@fnx The usage seems correct with respect to the attributes that are supported by Azure text to speech. I think you are not observing a noticeable difference because of the voice that may be used with your testing. I have tested this scenario with the same sentence in the speech studio audio content creation feature. Here are the results for the following SSML inputs.
Normal:
<speak
xmlns="http://www.w3.org/2001/10/synthesis"
xmlns:mstts="http://www.w3.org/2001/mstts"
xmlns:emo="http://www.w3.org/2009/10/emotionml" version="1.0" xml:lang="en-US">
<voice name="Microsoft Server Speech Text to Speech Voice (en-US, ChristopherNeural)">test sentence</voice>
</speak>
With intonation applied:
<speak
xmlns="http://www.w3.org/2001/10/synthesis"
xmlns:mstts="http://www.w3.org/2001/mstts"

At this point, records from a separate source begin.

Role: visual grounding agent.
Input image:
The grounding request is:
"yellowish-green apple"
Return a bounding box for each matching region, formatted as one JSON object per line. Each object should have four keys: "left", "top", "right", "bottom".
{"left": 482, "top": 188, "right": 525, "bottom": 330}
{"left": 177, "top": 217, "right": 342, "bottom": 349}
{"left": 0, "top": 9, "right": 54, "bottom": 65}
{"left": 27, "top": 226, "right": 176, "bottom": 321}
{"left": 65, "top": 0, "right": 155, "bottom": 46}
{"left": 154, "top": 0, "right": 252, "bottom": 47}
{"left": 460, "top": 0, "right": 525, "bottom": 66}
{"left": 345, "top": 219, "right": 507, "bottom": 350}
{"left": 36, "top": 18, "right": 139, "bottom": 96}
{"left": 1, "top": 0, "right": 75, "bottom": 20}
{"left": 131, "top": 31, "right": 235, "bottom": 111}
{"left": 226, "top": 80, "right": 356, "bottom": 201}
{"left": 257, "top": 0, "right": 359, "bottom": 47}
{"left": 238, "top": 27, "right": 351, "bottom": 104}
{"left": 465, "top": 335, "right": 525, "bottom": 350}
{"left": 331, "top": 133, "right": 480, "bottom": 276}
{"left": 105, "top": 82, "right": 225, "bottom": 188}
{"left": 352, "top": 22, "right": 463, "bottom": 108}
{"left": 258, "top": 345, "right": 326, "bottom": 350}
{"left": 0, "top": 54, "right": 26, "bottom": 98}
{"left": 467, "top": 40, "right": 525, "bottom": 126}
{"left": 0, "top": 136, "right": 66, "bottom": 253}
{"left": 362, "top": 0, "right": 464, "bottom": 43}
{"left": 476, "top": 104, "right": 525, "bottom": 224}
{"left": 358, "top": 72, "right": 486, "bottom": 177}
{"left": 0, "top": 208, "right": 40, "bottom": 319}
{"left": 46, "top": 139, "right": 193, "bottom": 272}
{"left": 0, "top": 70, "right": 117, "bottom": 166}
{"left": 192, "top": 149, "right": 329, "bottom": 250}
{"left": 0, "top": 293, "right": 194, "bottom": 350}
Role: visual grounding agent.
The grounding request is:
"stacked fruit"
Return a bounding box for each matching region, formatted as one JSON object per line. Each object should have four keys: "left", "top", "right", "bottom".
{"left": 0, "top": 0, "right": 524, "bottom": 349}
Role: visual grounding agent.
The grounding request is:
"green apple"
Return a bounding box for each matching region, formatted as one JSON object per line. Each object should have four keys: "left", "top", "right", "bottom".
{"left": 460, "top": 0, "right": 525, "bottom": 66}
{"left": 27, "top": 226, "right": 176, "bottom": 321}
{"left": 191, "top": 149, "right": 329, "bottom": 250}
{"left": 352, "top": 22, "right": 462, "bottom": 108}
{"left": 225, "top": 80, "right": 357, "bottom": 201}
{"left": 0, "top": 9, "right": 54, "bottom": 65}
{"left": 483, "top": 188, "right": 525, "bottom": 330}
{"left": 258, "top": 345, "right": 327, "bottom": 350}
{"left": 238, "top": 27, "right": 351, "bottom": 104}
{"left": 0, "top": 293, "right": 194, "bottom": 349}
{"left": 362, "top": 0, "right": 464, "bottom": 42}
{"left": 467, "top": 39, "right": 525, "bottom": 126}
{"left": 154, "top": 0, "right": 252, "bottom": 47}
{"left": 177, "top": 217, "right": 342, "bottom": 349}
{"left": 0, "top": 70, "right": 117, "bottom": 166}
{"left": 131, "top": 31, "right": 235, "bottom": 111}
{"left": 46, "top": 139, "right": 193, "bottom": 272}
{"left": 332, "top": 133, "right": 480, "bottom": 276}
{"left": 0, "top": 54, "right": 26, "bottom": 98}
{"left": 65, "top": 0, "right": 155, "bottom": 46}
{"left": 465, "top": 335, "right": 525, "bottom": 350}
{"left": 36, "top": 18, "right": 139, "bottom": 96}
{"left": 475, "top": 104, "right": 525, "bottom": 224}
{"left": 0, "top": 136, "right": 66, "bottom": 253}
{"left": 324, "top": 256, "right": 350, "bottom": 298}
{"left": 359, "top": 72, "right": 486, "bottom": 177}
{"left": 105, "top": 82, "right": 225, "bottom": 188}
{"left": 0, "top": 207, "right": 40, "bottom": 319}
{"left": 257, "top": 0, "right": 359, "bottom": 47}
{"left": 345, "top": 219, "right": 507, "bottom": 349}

xmlns:emo="http://www.w3.org/2009/10/emotionml" version="1.0" xml:lang="en-US">
<voice name="Microsoft Server Speech Text to Speech Voice (en-US, ChristopherNeural)">
<prosody contour="(1%, +85%)">test sentence</prosody>
</voice>
</speak>
Could you please try the scenario with ChristopherNeural with the above SSML inputs? Using the speech studio you can set any of the input parameters by drag and drop instead of manually editing the SSML file. Due to limitation of files that can be attached on this thread, I am unable to upload the audio files for the above inputs. Thanks!!